The spoke cable‐net structure is a typical flexible tensile structure that relies solely on cables as load‐bearing components. Its unique topological characteristics, composed of ring cables and radial cables, determine that the main challenge in its form‐finding lies in controlling the spatial configuration of the inner ring. Existing computational methods primarily rely on numerical iteration based on empirical trial and error, which makes it difficult to effectively address the multi‐variable coupling problem between the prestress distribution and the geometric configuration of the ring cables. Accordingly, this paper aims to establish a deep learning‐based autonomous form‐finding framework driven by geometric constraints and physical equations to achieve the simultaneous intelligent solution of prestress distribution and spatial configuration. The effectiveness and versatility of the proposed method are validated through case studies with various regular and irregular geometric forms. To enhance the precision of form‐finding for structures with intricate geometries, a dual‐optimizer strategy integrating the adaptive moment estimation and limited‐memory Broyden Fletcher Goldfarb Shanno algorithms is implemented.
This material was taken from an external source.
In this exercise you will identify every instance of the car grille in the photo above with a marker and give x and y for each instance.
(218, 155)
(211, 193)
For a spoke cable‐net structure spanning 100 m, the intelligent form‐finding accuracy can be maintained within 1 cm, ensuring a satisfactory form‐finding outcome. The proposed deep neural network (DNN) method automatically correlates cable force distribution with geometric configuration, offering a novel computational approach and solution pathway for the automated shape determination and configuration design of flexible cable structures.
基于物理约束神经网络的轮辐索网结构自动找形方法
轮辐索网结构是一种典型的柔性拉伸结构,完全依赖于电缆作为承重部件。其独特的拓扑特征,由环形电缆和径向电缆组成,决定了其寻找形式的主要挑战在于控制内环的空间配置。现有的计算方法主要依赖于基于经验试错的数值迭代,难以有效解决预应力分布与环索几何形态之间的多变量耦合问题。因此,本文旨在建立一个基于深度学习的几何约束和物理方程驱动的自主寻形框架,以实现预应力分布和空间配置的同时智能求解。通过各种规则和不规则几何形式的案例研究,验证了该方法的有效性和通用性。为了提高复杂几何结构的寻形精度,实现了一种结合自适应矩估计和有限记忆Broyden Fletcher Goldfarb Shanno算法的双优化策略。对于跨越100米的辐条索网结构,智能寻形精度可以保持在1厘米以内,确保令人满意的寻形结果。提出的深度神经网络(DNN)方法将索的受力分布与几何构型自动关联起来,为柔性索结构的自动形状确定和构型设计提供了一种新的计算方法和求解途径。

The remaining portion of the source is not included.